I cried earlier today because a friend loaned me $20. It means I’ll get to eat tomorrow!
Please don’t shit on me if you have nothing nice to say. I recently started a job on 3/10, but will not get paid until 4/07. I was told today by human resources that my first paycheck will be pushed back until the 7th. It’s been a struggle. I’m working from 9 to 4.
My daughter gets breakfast and lunch at her school (she’s in kindergarten) but I’m also paying for after-school care so that eats up pretty much whatever cash I have.
On the weekends when my daughter’s father has her, it’s not so bad, I can go without, skip meals, eat plain peanut butter, etc.
But when it’s just me and her, I just struggle. She’s a picky eater and wants happy meals and junk food because that’s what her dad gives her. It was a fight just to get her to eat a damn sandwich.

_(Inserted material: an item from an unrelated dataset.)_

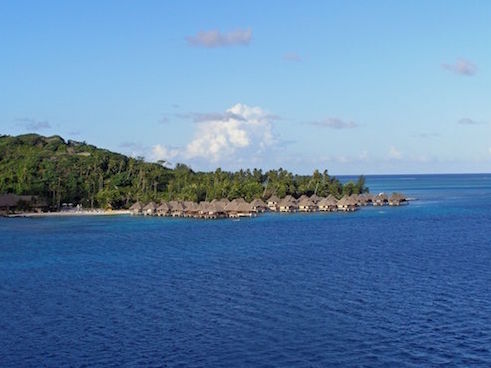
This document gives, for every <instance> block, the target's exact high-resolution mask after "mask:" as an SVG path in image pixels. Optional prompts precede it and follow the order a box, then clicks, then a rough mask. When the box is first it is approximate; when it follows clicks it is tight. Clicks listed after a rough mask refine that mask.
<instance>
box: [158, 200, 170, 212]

I was venting to a friend of mine about how hard it is and how I’m just not in a good place right now because I’m running on empty. I can barely afford groceries, and my water bill shot up an extra fifteen dollars this month and I don’t know why or how. I’m so lucky for this new job but going almost a month without pay is really, really hard.
My friend just sent me twenty bucks. All she could afford to do but it meant that tomorrow when I have my daughter, I can make that stretch a little. It won’t fill my fridge (which is pretty bare and that sucks) but it means that my daughter will be taken care of and we will be able to eat for the weekend.
This is so dumb and I even told her I cried and felt dumb for crying but I don’t think she knew how much it meant to me that she cared enough to want to help. I also feel guilty for taking the money.
She said to just pay her back whenever but I don’t think she realized how much of a bind I’ve been in and how much I appreciated it.